Como lidar bullying idade pré-escolar?

Sabia que há crianças com 3-4 anos que já revelam comportamentos agressivos com outras crianças? A Oficina de Psicologia explica-nos como lidar com este tipo de bullying.

É provável que a maioria das crianças vai enfrentar o bullying em algum momento da sua vida. Mas um agressor (bully) numa classe pré-escolar de crianças de 3-4 anos?! Os bullies não têm que ser mais velhos?

Com o bullying escolar a aparecer nos media de forma consistente, a maioria dos pais estão cientes de que é um problema sério. Isso é encorajador, mas estamos a esquecer-nos da faixa etária mais nova e mais vulnerável, a criança em idade pré-escolar.

Podemos pensar que estas crianças são jovens demais para o tipo de tormento que associamos ao bullying. Mas, infelizmente, isso não é verdade! Segundo Henry D. Schlinger, Ph.D., diretor do programa de análise comportamental aplicada em Universidade Estadual da Califórnia, o bullying pré-escolar não é notado tão facilmente como em crianças mais velhas. É surpreendente para muitos pais, que encaram a situação como “crianças a ser crianças”.

Este tipo de atitude ignora as etapas de desenvolvimento que as crianças têm na pré-infância. Segundo Brenda Nixon (ex-educadora e autora do livro The Birth to Five Book), antes dos 3 anos de idade, as crianças não têm a capacidade cognitiva de sentir empatia. Assim, uma criança pode magoar emocionalmente ou fisicamente outra criança, mas na realidade ela não entende como se sente o seu colega. Após os 3 anos, a situação muda: o cérebro tem a capacidade de compreender outro ponto de vista, sendo a idade em que a agressão premeditada e intencional poderia começar.

Segundo Schlinger, as razões pelas quais as crianças agridem nesta idade variam. As crianças podem estar a imitar um comportamento do pai, irmão ou amigo que possam ter observado antes. Outras crianças praticam bullying para chamar a atenção, seja de adultos ou colegas; outras intimidam por razões mais complexas e preocupantes, por exemplo, quando uma criança agride pois sente-se bem ao ver sinais de medo ou sofrimento na vítima.

Muitas vezes, os pais e até os professores têm uma postura passiva ignorando ou desvalorizando incidentes menores, o que não ajuda nem a vítima nem o agressor, pois a intervenção não acontece até se atingir um ponto de crise ou até alguém se magoar seriamente.
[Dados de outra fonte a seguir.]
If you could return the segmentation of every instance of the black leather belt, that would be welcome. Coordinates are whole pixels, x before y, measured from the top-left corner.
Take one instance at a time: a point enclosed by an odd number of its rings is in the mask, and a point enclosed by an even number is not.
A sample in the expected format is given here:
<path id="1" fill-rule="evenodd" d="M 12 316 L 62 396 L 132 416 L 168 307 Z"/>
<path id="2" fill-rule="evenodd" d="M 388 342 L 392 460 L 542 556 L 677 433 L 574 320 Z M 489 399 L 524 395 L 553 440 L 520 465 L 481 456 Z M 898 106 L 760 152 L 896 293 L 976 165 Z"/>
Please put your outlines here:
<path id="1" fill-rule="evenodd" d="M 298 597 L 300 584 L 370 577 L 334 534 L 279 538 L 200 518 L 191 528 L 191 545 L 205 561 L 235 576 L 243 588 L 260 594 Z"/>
Bullying VS briga de crianças

O bullying é definido como um comportamento agressivo intencional, que geralmente envolve um desequilíbrio de poder e repetido ao longo do tempo. Pode ser: verbal (humilhações, insultos), físico (empurrões, murros, pontapés) e/ou relacional (rumores, rejeição social, exclusão).

As crianças são ativas e impulsivas e têm lutas repentinas, brigas de amizade que ocasionalmente fogem do controlo. Os conflitos diários relacionados com as brincadeiras podem tornar as crianças mais fortes, pois aprendem através da experiência como se comprometer, negociar e perdoar.
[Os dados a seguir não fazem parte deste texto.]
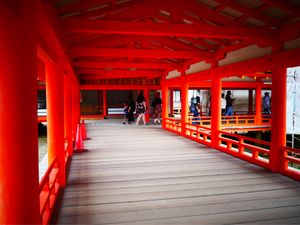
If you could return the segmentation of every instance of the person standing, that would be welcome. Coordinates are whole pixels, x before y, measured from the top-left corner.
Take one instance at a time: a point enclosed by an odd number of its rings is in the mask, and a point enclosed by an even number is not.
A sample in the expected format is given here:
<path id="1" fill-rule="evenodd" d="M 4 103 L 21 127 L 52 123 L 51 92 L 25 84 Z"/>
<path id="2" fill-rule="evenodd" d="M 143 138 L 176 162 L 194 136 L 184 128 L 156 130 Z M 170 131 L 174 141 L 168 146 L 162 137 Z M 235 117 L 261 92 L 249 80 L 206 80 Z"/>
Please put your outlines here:
<path id="1" fill-rule="evenodd" d="M 232 103 L 234 101 L 234 98 L 231 98 L 231 91 L 227 91 L 225 99 L 226 99 L 225 116 L 233 116 Z"/>
<path id="2" fill-rule="evenodd" d="M 145 112 L 146 112 L 145 97 L 143 95 L 143 92 L 140 91 L 136 99 L 136 113 L 139 114 L 138 118 L 136 119 L 136 125 L 139 125 L 141 119 L 143 120 L 144 125 L 146 125 Z"/>
<path id="3" fill-rule="evenodd" d="M 264 109 L 264 114 L 268 114 L 268 115 L 271 114 L 269 92 L 265 92 L 265 96 L 263 98 L 263 109 Z"/>
<path id="4" fill-rule="evenodd" d="M 153 124 L 161 124 L 161 98 L 159 92 L 156 92 L 155 98 L 151 103 L 153 107 Z"/>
O bullying, por outro lado, faz exatamente o oposto: mina sistematicamente a auto-estima física ou emocional, pode causar sentimentos de mágoa, medo e ansiedade.

Pode ter consequências também para os agressores, que podem vir a ter dificuldades em desenvolver amizades verdadeiras, o que pode levar a relacionamentos problemáticos em todas as fases das suas vidas.
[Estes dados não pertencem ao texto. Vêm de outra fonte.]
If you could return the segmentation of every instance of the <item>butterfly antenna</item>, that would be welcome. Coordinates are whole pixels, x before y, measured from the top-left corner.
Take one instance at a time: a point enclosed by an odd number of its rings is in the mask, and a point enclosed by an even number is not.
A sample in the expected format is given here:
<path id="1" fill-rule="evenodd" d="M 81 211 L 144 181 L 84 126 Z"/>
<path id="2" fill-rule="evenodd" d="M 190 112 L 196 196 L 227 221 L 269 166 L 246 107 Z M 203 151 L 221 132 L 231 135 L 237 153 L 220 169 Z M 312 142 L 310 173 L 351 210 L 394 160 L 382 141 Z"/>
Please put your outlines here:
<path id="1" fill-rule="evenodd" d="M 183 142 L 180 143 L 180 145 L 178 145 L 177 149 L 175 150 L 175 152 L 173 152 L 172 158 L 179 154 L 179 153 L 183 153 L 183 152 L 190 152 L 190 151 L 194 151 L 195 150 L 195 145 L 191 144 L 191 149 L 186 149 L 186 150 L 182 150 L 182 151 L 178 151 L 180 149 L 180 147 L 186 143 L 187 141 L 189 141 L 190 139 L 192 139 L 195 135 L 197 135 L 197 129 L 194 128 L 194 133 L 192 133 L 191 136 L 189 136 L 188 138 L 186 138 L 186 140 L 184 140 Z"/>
Uma maneira de saber a diferença entre conflito normativo e o bullying é olhar para a intenção. Acidentalmente uma criança pode fazer mal a outra durante uma disputa “Isso é meu!” “Não, eu vi primeiro!” relativa a uma pá na caixa de areia. Por outro lado, um bully poderia agarrar a pá e dizer à outra criança que lhe atira areia à cara se ela tentar ter a pá de volta. Um possível indício de agressor? Se ele estiver a sorrir durante a disputa, talvez sim. Se dois meninos estão a discutir por causa de um livro e os dois meninos estão chateados, isso é um conflito “normal”. Se uma criança bate na cabeça do seu filho com um livro e sorri enquanto o seu filho chora, isso é bullying, segundo Coloroso. Nem todos os agressores agem desta maneira, mas a maioria das crianças que o fazem são agressores.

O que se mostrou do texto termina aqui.